For a Polish space $X$ by $P(X)$ we denote the space of all $\sigma$-additive Borel probability measures on $X$. The space $P(X)$ carries a Polish topology generated by the subbase consisting of the sets $\{\mu\in P(X):\mu(U)>a\}$ where $U$ is an open set in $X$ and $a\in\mathbb R$.

A subset $A$ of an Abelian Polish group $X$ is called *Haar-null* if there exists a measure $\mu\in P(X)$ such that $\mu(A+x)=0$ for all $x\in X$. In this case the set of test measures
$$T(A)=\{\mu\in P(X):\forall x\in X\;\mu(A+x)=0\}$$ is not empty.

Dodos proved that for an analytic subset $A$ of an Abelian Polish group $X$ the following trichotomy holds:

$\bullet$ $T(A)$ is empty;

$\bullet$ $T(A)$ is meager and dense in $P(X)$;

$\bullet$ $T(A)$ is comeager in $P(X)$.

A subset $A$ of a Polish group $X$ is called *generically Haar-null* if its set of test measures $T(A)$ is comeager in $P(X)$. So, a generic measure on $X$ witnesses that $A$ is Haar-null.

Dodos proved that each $\sigma$-compact Haar-null set in an Abelian Polish group $X$ is generically Haar-null and each analytic generically Haar-null set in $X$ is meager and Haar-null.

On the other hand, a Borel subset of a locally compact Abelian Polish group is Haar-null if and only if its Haar measure is zero.

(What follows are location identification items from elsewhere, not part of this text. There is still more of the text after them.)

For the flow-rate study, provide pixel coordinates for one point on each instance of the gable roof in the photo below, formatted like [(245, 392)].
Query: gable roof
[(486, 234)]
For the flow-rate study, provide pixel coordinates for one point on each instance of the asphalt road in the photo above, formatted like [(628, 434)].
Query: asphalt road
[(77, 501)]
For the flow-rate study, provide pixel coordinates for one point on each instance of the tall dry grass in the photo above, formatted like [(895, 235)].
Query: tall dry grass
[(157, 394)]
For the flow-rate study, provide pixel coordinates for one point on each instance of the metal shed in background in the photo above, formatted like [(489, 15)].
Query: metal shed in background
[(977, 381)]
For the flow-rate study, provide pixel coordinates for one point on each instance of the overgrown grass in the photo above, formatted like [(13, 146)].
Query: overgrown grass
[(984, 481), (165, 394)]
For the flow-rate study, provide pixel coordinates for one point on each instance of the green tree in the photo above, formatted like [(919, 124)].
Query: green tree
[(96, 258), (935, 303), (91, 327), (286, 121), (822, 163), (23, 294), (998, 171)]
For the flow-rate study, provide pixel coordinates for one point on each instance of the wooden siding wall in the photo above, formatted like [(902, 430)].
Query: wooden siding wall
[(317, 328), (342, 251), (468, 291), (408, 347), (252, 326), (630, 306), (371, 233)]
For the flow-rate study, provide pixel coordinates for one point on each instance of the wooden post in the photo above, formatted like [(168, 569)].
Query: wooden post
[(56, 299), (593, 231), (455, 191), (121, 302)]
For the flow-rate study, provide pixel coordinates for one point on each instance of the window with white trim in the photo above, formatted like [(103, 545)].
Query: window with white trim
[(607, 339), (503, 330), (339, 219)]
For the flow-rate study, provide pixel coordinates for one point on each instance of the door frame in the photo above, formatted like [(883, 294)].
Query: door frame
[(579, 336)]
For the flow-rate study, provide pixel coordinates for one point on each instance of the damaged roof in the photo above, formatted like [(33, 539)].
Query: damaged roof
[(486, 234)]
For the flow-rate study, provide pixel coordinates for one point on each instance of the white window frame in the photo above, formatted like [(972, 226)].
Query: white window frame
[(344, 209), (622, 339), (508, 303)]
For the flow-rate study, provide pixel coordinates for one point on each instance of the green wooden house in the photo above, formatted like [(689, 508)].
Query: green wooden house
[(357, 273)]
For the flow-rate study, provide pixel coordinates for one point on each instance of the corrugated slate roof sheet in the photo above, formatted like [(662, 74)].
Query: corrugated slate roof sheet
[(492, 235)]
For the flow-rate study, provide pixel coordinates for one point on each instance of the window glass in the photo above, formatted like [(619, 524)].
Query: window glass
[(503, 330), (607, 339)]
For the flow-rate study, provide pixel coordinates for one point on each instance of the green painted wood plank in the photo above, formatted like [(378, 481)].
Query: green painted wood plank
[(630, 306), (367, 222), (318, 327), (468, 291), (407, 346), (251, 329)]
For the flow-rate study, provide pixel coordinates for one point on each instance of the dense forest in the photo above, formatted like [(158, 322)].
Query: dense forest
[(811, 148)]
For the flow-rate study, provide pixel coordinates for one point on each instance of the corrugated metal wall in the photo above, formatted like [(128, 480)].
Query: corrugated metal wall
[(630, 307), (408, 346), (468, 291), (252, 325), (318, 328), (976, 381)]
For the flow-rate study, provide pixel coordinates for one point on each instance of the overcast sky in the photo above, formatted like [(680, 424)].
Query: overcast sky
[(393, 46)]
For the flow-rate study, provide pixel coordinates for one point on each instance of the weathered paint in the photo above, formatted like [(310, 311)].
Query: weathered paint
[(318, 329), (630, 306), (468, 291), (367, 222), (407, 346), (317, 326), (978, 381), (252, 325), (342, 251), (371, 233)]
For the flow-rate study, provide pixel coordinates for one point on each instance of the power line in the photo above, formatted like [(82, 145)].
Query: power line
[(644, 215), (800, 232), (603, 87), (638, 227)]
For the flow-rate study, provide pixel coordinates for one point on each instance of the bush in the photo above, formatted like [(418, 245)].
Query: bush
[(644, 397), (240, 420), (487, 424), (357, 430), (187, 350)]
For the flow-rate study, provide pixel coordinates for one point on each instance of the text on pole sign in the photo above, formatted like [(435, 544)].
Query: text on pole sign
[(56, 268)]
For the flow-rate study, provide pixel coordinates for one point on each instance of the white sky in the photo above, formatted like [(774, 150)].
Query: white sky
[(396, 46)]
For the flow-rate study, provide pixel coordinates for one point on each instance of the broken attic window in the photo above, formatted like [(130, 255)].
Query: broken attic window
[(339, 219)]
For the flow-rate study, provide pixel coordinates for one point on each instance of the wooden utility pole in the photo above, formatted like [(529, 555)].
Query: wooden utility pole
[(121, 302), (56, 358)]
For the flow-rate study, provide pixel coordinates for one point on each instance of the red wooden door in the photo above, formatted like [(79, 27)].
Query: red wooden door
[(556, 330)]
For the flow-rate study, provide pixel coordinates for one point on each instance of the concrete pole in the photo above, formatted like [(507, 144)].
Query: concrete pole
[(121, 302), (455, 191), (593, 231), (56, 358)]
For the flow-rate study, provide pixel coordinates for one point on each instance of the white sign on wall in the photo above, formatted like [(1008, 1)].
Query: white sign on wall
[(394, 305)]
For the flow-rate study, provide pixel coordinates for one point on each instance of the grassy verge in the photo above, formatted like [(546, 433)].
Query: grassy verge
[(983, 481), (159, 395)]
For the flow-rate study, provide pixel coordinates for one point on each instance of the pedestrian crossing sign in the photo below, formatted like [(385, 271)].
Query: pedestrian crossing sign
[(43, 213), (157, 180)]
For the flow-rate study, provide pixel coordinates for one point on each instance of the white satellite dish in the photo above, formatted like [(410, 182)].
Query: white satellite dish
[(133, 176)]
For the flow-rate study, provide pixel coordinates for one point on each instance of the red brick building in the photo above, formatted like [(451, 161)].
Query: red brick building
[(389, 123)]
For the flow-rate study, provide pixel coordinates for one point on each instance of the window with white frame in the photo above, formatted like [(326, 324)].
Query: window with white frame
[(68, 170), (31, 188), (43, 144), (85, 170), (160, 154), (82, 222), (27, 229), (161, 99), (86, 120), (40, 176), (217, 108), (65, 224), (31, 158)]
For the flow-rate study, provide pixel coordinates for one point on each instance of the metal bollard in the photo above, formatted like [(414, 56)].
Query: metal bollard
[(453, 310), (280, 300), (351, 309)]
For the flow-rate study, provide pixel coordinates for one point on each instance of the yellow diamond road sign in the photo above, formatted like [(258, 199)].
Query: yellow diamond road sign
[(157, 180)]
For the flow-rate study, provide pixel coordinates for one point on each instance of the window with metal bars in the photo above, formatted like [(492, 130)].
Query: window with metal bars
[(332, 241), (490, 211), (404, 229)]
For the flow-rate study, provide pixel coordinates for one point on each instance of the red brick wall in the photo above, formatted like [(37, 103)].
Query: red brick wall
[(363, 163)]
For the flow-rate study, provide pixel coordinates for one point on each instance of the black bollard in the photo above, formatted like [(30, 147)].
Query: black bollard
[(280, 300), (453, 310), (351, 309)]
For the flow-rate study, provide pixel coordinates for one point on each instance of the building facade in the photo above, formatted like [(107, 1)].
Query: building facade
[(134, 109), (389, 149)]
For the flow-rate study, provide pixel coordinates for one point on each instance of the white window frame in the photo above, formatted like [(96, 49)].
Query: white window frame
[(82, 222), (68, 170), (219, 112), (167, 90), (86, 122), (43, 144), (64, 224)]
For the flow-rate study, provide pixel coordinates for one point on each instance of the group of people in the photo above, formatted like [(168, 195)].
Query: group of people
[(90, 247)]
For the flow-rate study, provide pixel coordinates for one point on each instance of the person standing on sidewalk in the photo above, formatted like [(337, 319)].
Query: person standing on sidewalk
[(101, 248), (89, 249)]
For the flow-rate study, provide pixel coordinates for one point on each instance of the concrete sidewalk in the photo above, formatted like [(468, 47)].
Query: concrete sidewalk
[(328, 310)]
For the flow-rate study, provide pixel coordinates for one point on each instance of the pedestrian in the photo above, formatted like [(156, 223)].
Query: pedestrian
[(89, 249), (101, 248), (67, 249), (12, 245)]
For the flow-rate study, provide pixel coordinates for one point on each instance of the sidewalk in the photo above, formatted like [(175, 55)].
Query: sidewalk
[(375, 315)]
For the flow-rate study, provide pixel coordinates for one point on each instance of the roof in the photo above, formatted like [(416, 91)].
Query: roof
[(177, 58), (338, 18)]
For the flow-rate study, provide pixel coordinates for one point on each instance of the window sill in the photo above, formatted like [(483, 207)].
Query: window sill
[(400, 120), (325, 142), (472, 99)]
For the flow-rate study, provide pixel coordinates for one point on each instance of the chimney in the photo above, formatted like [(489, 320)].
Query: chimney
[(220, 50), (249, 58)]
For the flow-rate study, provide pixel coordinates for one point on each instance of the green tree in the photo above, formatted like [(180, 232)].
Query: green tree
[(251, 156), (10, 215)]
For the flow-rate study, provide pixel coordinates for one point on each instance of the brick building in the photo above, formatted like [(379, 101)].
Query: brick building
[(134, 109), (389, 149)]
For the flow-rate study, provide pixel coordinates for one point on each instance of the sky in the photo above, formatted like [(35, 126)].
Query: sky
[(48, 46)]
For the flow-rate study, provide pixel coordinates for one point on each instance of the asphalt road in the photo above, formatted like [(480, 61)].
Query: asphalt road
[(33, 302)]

In particular, a Borel subset of the real line is Haar-null if and only if its Lebesgue measure is zero.

To my own surprise I cannot neither prove nor disprove the following conjectures.

**Conjecture 1.** The real line contains a Borel generically Haar-null set, which cannot be covered by countably many compact Haar-null sets.

**Conjecture 2.** The real line contains a meager Haar-null Borel subset which is not generically Haar-null.